Most lives are guided by cliches. They have a soothing effect on the mind and they express the kind of widely accepted sentiment that, when peeled back, is seen to be a denial of silence. Their menace is hidden with the darker crimes of thought and language. In the face of death, this menace vanishes altogether. Death is the best soil for cliche. The trite saying is never more comforting, more restful, as in times of mourning. Flowers are set about the room; we stand very close to walls, uttering the lush banalities.

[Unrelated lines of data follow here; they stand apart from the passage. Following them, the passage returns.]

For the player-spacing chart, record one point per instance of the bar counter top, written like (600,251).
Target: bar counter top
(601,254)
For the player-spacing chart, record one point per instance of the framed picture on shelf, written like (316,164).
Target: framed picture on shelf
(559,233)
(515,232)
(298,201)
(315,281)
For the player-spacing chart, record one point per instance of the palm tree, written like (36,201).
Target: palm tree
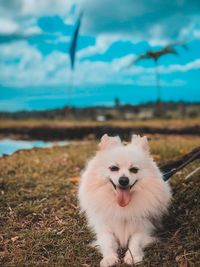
(155,56)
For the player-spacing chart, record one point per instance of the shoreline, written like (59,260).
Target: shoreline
(47,133)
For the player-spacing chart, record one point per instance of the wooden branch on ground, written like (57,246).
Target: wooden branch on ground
(171,167)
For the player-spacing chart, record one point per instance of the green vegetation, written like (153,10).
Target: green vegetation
(160,123)
(40,223)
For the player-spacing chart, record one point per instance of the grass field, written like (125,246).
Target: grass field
(40,223)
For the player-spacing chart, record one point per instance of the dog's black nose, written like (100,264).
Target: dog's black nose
(123,181)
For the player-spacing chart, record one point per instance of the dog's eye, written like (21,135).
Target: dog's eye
(114,168)
(134,169)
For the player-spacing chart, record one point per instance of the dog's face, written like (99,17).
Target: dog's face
(122,167)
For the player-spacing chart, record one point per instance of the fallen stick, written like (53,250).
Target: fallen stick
(171,167)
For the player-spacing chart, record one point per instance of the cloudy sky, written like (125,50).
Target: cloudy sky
(35,38)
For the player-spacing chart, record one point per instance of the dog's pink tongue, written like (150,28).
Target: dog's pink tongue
(123,197)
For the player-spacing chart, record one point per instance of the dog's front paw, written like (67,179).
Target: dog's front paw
(109,261)
(130,259)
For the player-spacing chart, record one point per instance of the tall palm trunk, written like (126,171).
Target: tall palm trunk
(159,107)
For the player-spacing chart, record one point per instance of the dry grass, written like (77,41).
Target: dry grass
(40,223)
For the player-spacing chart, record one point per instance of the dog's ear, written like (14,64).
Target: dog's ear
(108,142)
(140,141)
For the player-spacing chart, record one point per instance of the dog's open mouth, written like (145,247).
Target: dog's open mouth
(123,194)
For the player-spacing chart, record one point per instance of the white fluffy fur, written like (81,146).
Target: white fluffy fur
(128,226)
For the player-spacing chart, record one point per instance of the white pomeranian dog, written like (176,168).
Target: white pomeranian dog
(122,192)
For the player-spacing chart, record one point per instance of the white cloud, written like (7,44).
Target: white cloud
(8,26)
(103,42)
(150,20)
(33,69)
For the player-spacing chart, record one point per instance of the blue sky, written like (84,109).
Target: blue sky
(34,42)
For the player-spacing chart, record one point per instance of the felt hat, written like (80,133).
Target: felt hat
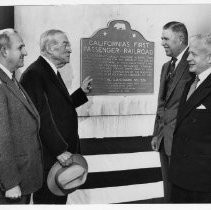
(64,180)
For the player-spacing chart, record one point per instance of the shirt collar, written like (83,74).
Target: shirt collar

Norgene Azamanian's name did not seem ridiculous for long. We knew that nothing is too absurd to happen in America. Norgene, the man and the name, soon became ordinary, no less plausible than refrigerators or bibles or the names for these objects. When he died, of injuries sustained in an automobile accident, we repeated certain phrases to each other and dedicated our next game to his memory. A local minister called him a fallen warrior. An article in the school paper quoted the president, Mrs. Tom Wade, as saying that his untimely death at the age of twentyone would serve as a tragic reminder that our destiny is in the hands of a Being or Force dwelling beyond the scope of man's reason. Norgene wasn't a very good football player. But death had overwhelmed even his mediocrity and we conspired with his passing to make him gigantic. For many of us it was a first experience with death. We beüeved the phrases. He was indeed a fallen warrior; we were unquestionably reminded of our destinies. We took the field on the night of Norgene's memorial game and played like magnificent young gods, not out to avenge death but only to honor the dead, to remake memory as a work of art. That was the first half. In the second half the whole game fell apart. There were fights, broken plays, every kind of penalty. We still won easily. But the last hour left a bad taste (as the saying goes) in everyone's mouth.